The proof starts with the definition of discriminant: $$D(x_{1},x_{2},\cdots,x_{n})=\det(\operatorname{Tr}_{\mathbb{L}/\mathbb{K}}(x_{i}x_{j})).$$ The following equality confuses me: $$\det(\operatorname{Tr}_{\mathbb{L}/\mathbb{K}}(x_{i}x_{j}))=\det(\sum_{k=1}^{n}\sigma_{k}(x_{i}x_{j})).$$
I want to ask the following two questions:
1) I don't really understand how we reach the equality $$\det(\operatorname{Tr}_{\mathbb{L}/\mathbb{K}}(x_{i}x_{j}))=\det(\sum_{k=1}^{n}\sigma_{k}(x_{i}x_{j})).$$
My current guess is to use the following: For each element $y\in\mathbb{L}$, let $p(x)$ be the minimal polynomial of $y$ over $\mathbb{K}$. Then $$p(x)^{\frac{n}{deg(p)}}=(x-\sigma_{1}(y))(x-\sigma_{2}(y))\cdots(x-\sigma_{n}(y))$$
Is this statment true? And why is it true or false?

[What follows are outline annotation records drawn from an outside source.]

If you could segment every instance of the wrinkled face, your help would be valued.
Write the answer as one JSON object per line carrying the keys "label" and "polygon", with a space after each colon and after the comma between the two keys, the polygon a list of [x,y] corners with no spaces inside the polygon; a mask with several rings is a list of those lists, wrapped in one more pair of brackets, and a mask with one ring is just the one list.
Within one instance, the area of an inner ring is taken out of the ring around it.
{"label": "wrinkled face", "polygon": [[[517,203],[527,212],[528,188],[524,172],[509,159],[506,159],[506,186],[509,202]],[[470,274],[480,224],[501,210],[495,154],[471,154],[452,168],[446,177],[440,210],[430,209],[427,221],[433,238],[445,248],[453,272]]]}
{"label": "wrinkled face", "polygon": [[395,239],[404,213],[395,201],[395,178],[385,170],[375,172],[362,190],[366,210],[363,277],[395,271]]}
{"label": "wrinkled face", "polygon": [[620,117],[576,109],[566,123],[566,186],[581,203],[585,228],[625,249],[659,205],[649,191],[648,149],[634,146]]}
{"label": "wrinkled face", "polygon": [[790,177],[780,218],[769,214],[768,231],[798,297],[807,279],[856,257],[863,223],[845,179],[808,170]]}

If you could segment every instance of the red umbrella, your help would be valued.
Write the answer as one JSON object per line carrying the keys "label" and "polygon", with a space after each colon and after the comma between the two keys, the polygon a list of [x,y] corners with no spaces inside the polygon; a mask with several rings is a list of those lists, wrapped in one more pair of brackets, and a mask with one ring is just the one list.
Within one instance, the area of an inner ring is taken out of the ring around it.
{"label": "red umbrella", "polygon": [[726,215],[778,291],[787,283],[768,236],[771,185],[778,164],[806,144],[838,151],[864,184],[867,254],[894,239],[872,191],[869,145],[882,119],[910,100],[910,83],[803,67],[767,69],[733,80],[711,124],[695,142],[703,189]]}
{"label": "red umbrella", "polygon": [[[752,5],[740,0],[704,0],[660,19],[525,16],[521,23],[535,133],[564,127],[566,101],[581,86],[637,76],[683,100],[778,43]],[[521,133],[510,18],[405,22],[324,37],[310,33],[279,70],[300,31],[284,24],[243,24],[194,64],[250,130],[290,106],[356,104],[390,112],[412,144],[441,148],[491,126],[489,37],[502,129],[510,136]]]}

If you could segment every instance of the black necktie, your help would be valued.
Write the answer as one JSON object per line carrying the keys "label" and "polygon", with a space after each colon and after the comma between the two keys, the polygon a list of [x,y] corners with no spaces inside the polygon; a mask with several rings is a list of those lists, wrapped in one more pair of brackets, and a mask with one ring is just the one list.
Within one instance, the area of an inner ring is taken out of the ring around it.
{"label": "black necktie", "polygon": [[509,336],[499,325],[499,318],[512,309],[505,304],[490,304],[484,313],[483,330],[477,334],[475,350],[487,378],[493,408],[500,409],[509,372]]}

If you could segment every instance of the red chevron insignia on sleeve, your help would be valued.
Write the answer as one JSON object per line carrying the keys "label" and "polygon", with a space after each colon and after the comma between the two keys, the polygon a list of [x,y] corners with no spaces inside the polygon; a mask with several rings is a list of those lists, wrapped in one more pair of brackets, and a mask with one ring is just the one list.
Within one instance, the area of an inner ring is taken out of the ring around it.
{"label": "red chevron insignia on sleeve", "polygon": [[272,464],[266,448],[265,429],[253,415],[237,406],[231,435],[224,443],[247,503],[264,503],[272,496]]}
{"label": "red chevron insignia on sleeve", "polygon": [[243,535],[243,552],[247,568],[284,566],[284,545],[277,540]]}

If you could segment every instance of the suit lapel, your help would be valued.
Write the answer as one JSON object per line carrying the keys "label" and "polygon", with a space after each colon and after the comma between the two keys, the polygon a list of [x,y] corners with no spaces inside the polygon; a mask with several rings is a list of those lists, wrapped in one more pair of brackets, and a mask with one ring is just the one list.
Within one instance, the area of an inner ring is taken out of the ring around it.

If this is true, then I can get: $$\operatorname{Tr}_{\mathbb{L}/\mathbb{K}}(x_{i}x_{j})=\sum_{k=1}^{n}\sigma_{k}(x_{i}x_{j})$$ as desired.
2) In the paragraph following the proof of this proposition, the author wrote
The relation $D(x_{1},x_{2},\cdots,x_{n})\neq0$ means that the bilinear form $(x,y)\mapsto \operatorname{Tr}_{\mathbb{L}/\mathbb{K}}(xy)$ is non-degenerate.
Why is this the case?